- 7 years ago
- Wedding: November 2014 - Historic cinema
Sigh. Was a very bad little waiting bee yesterday.
We were talking in the morning and the subject of Manfriend’s flatmates came up.
*** (Manfriend owns his own independant dvd rental store and lives sthere also. It is not a thriving business and he has 3 flatmates who live there and volunteer also. Right now, the rent from the flatmates is paying the rent of the store. It will never be feasible for Mnfriend to have a proper house, owned or rented, as long as he has the store, as the funds just aren’t there, and he was shocked to learn during one of our conversations that I would happily live at the store with him. Although I have never had flatmates nor would I ever want to have them.) ***
Anyway, I have 3 weeks left of my floristry course and was so disappointed the other day that the job I was hoping to get went to someone more experienced to me although I was the 2nd choice. I am now a little worried about my ability to find a job. I rent a house and am desperate to move in with Manfriend, not only for financial reasons but because I am so ready to move forward (obviously, or I wouldn’t be on this site!)

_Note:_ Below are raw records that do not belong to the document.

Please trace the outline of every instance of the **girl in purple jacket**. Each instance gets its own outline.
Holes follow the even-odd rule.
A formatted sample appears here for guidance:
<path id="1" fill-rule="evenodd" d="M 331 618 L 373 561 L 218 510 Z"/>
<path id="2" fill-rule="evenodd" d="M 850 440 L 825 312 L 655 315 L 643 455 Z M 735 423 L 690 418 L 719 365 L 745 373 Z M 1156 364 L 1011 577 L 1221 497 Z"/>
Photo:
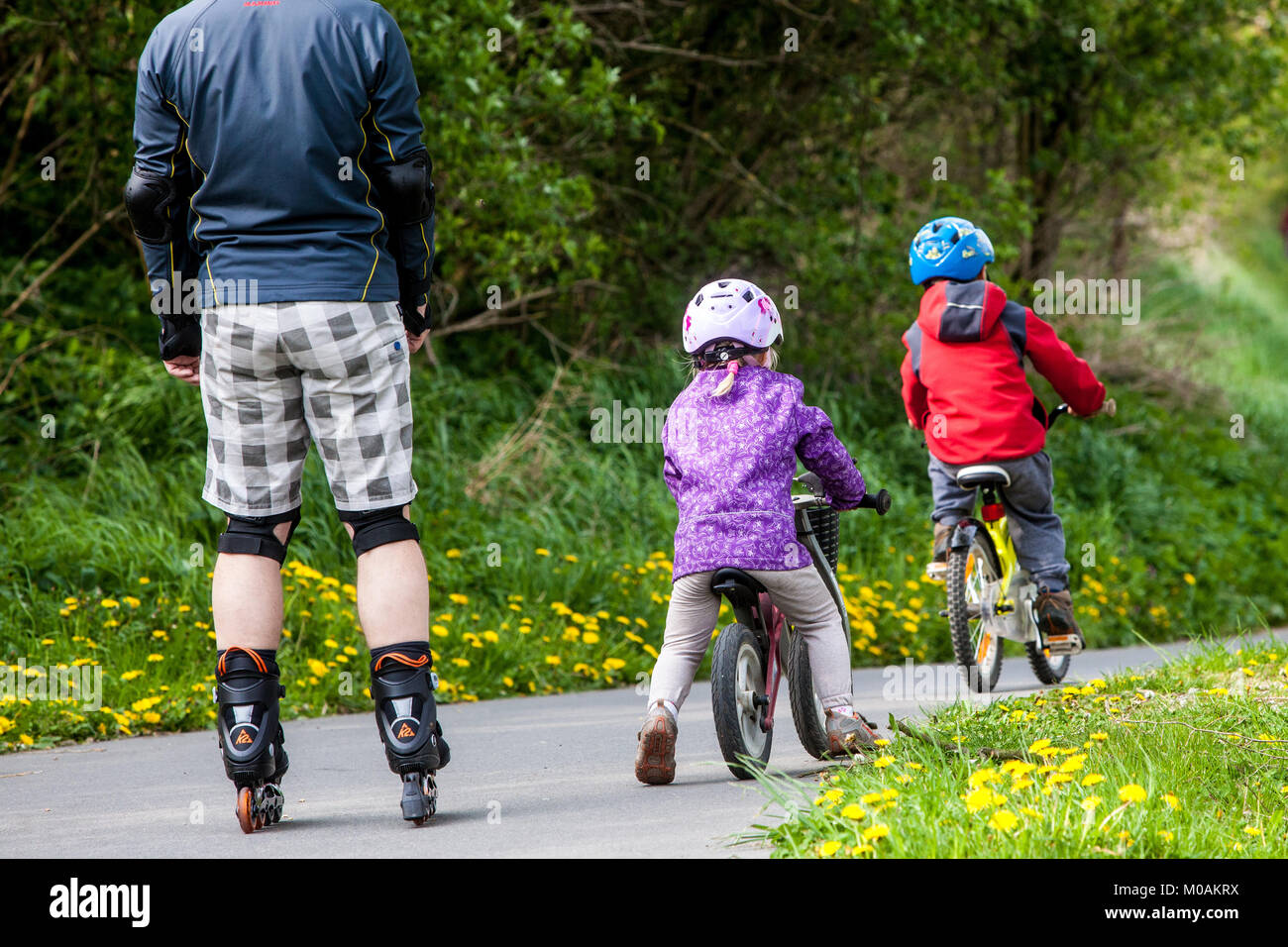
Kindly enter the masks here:
<path id="1" fill-rule="evenodd" d="M 723 567 L 759 580 L 805 636 L 832 752 L 876 737 L 854 710 L 849 630 L 796 540 L 791 501 L 797 457 L 837 509 L 859 504 L 863 477 L 827 415 L 802 401 L 801 383 L 773 370 L 770 345 L 782 338 L 774 301 L 744 280 L 703 286 L 684 313 L 694 378 L 662 429 L 663 474 L 680 523 L 666 633 L 635 756 L 640 782 L 675 778 L 676 714 L 716 626 L 720 597 L 711 576 Z"/>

*** More background – We have been together 2 years next month and I have known for a year that he is the one I will spend my life with. There is a 19 year age difference between us and I am only his 4th gf, his other r/ships have been jst as unhealthy and as short as mine, we have both been cheated on and treated terribly by our exes, so neither we, our friends and our families can believe how perfect we are together and we are just so happy, never fight, have so much fun and are just so in love. ***
However, I think he is scared, by how after years of believing he would be a bachelor forever, he finds himself in a serious r/ship that is leading to marriage and a life he never imagined he would have.

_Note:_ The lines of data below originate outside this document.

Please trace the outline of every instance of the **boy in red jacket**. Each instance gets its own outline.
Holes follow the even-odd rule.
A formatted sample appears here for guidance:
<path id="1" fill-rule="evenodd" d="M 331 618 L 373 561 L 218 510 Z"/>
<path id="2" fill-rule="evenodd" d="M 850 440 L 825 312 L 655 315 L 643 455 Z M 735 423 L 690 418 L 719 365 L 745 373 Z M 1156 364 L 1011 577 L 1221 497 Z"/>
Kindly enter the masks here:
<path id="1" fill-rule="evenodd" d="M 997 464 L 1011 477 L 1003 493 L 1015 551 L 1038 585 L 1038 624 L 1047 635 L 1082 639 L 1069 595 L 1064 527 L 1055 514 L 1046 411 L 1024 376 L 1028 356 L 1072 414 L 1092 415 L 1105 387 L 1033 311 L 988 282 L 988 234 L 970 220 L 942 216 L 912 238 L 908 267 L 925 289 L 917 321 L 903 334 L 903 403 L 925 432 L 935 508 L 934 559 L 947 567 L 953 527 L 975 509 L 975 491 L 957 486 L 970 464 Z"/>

He knows that I am ready for marriage and I am the one who brings the subject up. He has said it will happen….”One day”
So, back to yesterday, the subject of the flatmates came up and I asked him what the plans of 2 of them were after school ends this year (they are students) and if they will be moving out. He didn’t know. And I brought up my moving in. He said that the store is finally doing o at the moment with their rent coming in. I said that I of course didn’t anticipate living there for free and expected that I would contribute rent, less than I pay now at my place but equal to 3/4 of what the current flatmates pay.

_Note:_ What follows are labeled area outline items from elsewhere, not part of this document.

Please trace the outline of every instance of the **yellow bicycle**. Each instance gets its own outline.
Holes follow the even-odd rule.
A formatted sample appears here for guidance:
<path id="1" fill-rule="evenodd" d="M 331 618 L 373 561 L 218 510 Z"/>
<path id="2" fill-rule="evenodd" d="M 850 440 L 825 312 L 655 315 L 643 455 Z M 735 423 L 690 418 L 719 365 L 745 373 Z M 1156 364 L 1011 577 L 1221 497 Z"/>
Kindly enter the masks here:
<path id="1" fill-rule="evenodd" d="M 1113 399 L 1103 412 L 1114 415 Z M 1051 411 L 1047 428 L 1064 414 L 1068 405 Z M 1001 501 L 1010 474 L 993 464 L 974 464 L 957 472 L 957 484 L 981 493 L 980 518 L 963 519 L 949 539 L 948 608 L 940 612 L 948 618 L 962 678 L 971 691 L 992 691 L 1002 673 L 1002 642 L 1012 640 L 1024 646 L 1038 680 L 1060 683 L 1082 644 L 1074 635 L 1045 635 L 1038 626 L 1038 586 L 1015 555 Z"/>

He just kept brushing me off and then the feelings of doubt just washed over me and I broke down completely.
How can I have been so sure for over a year that I want nothing more to be with him, but he still seems unsure. Like he is still deciding if I am good enough and that the answer to date keeps being no. It hurts so much that I feel so rejected. I know it’s not like that and that he is nervous and worried about things like finances and if he is good enough, but all I can feel is that I am the one who is not good enough.
I felt rotten for the rest of the day, and even worse when he came over after work and before his squash game to bring me dvds and chocolate treats to make me feel better.
Sorry this ended up so lng, I guess I just needed to vent to you all and see if any other Bees feel that same sting of “constant rejection” by their SOs?